La ciencia del modo de adquirir, de la
adquisición natural y justa, es muy diferente de las otras dos de que
acabamos de hablar; ella participa algo de la guerra y de la caza.
No necesitamos extendernos más sobre lo que
teníamos que decir del señor y del esclavo.
De la adquisición de los bienes
Puesto que el esclavo forma parte de la
propiedad, vamos a estudiar, siguiendo nuestro método acostumbrando, la
propiedad en general y la adquisición de los bienes.
La primera cuestión que debemos resolver es
si la ciencia de adquirir es la misma que la ciencia domestica, o si es una
rama de ella o solo una ciencia auxiliar. Si no es más que este último, ¿lo
será al modo que el arte de hacer lanzaderas es un auxiliar del arte de
tejer? ¿O como el arte de fundir metales sirve para el arte del estatuario?

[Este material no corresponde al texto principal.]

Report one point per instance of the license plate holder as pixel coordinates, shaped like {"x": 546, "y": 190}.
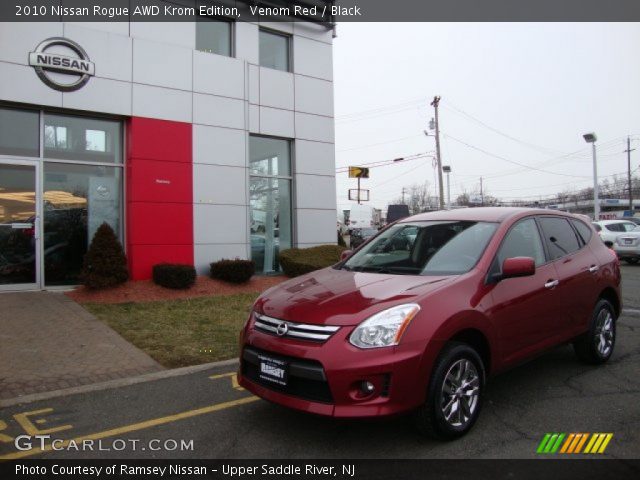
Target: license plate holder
{"x": 273, "y": 370}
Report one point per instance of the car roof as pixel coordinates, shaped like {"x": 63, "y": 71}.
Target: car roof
{"x": 483, "y": 214}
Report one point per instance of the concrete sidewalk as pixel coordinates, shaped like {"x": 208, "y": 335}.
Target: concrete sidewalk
{"x": 48, "y": 342}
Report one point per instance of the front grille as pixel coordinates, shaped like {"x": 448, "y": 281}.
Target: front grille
{"x": 302, "y": 331}
{"x": 306, "y": 378}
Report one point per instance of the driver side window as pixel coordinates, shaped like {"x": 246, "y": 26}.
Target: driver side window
{"x": 523, "y": 240}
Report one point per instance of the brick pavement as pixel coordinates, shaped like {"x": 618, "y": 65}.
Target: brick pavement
{"x": 48, "y": 342}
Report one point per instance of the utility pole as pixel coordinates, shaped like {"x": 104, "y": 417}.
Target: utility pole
{"x": 434, "y": 104}
{"x": 628, "y": 152}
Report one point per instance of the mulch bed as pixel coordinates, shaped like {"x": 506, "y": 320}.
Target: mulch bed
{"x": 147, "y": 291}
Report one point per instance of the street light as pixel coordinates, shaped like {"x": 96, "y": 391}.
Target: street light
{"x": 591, "y": 138}
{"x": 447, "y": 169}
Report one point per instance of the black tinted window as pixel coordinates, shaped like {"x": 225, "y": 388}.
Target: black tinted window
{"x": 583, "y": 230}
{"x": 559, "y": 236}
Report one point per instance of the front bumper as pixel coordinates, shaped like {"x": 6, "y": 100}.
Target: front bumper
{"x": 326, "y": 378}
{"x": 626, "y": 252}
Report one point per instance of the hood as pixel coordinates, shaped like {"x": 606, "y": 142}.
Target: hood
{"x": 340, "y": 297}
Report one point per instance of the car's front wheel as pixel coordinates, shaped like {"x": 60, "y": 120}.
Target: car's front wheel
{"x": 454, "y": 395}
{"x": 596, "y": 345}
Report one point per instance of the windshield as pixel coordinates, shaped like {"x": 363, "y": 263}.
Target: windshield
{"x": 424, "y": 248}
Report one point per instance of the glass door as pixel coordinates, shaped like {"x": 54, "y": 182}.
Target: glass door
{"x": 19, "y": 226}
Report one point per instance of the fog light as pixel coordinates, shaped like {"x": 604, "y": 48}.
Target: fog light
{"x": 367, "y": 387}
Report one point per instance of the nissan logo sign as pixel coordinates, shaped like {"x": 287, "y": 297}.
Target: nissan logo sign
{"x": 282, "y": 329}
{"x": 79, "y": 68}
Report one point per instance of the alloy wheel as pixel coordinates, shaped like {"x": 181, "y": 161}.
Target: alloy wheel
{"x": 460, "y": 390}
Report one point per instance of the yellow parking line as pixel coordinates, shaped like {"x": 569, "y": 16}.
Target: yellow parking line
{"x": 136, "y": 426}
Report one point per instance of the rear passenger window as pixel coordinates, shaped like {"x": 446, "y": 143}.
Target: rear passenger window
{"x": 559, "y": 236}
{"x": 583, "y": 230}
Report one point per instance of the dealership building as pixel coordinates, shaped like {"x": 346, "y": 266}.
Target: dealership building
{"x": 195, "y": 141}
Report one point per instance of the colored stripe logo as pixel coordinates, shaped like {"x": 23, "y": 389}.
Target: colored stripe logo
{"x": 553, "y": 443}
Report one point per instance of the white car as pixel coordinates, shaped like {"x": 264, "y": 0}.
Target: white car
{"x": 621, "y": 235}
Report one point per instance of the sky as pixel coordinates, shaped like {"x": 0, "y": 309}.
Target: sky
{"x": 516, "y": 99}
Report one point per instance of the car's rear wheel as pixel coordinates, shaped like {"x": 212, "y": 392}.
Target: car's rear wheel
{"x": 454, "y": 395}
{"x": 596, "y": 346}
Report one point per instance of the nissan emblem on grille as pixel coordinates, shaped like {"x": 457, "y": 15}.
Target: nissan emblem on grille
{"x": 282, "y": 329}
{"x": 300, "y": 331}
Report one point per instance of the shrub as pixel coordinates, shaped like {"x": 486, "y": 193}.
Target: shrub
{"x": 105, "y": 264}
{"x": 298, "y": 261}
{"x": 234, "y": 271}
{"x": 171, "y": 275}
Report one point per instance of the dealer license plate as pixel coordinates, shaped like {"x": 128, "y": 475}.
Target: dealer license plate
{"x": 273, "y": 370}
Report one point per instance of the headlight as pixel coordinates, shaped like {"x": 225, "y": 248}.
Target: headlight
{"x": 385, "y": 328}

Los servicios de estas dos artes subsidiarias son realmente muy distinto: lo
que suministra la materia. Entiendo por materia la sustancia que sirve para
fabricar un objeto; por ejemplo, la lana de que se sirve el fabricante, el
metal que emplea el estatuario. Esto prueba que la adquisición de los bienes
no se confunde con la administración doméstica, ¿A quién sino a la
administración doméstica pertenece usar lo que constituye al patrimonio de
la familia?
Resta saber si la adquisición de las cosas
es una rama de esta administración, o sí es una ciencia aparte. Por lo
pronto, si el que posee esta ciencia debe conocer las fuentes de la riqueza
y de la propiedad, es preciso convenir en que la propiedad y la riqueza
abrazan objetos muy diversos. En primer lugar, puede preguntarse si le arte
de la agricultura, y en general la busca y adquisición de bienes, o si
forman un modo especial de adquirir. Los modos de alimentación son
extremadamente variados, y de aquí esta multiplicidad de géneros de vida en
el hombre y en los animales, ninguno de los cuales puede subsistir sin
alimentos; variaciones que son, precisamente, las que diversifican la
existencia de los animales. En el estado salvaje de los animales viven en
grupos, otros en el aislamiento, según lo exige el interés de su
subsistencia, porque unos son carnívoros, otros frugívoros y otros
omnívoros. Para facilitar la busca y elección de alimentos es para lo que la
naturaleza les ha destinado a un genero especial de vida. La vida de los
carnívoros y la de los frugívoros difieren precisamente en que no gustan por
instinto del mismo alimento, y en que los de estas clases tienen gustos
particulares.
Otro tanto puede de los hombres, no siendo
menos diversos sus modos de existencia. Unos, viviendo en una absoluta
ociosidad, son nómadas que sin pena y trabajo se alimentan de la carne de
losa animales que crían. Solo que, vivándose precisados sus ganados a mudar
de pastos, y ellos a seguirlos, es como si cultivaran un campo vivo. Otros
subsisten con aquello de que hacen presa, pero no del mismo modo todos; pues
unos viven del pillaje (1) y otros del la pesca, cuando habitan en las
orillas de los estanques o de los lagos, o en orillas de los ríos o del mar,
y otros cazan las aves y los animales bravíos. Pero los más de los hombres
viven del cultivo de la tierra y de sus frutos.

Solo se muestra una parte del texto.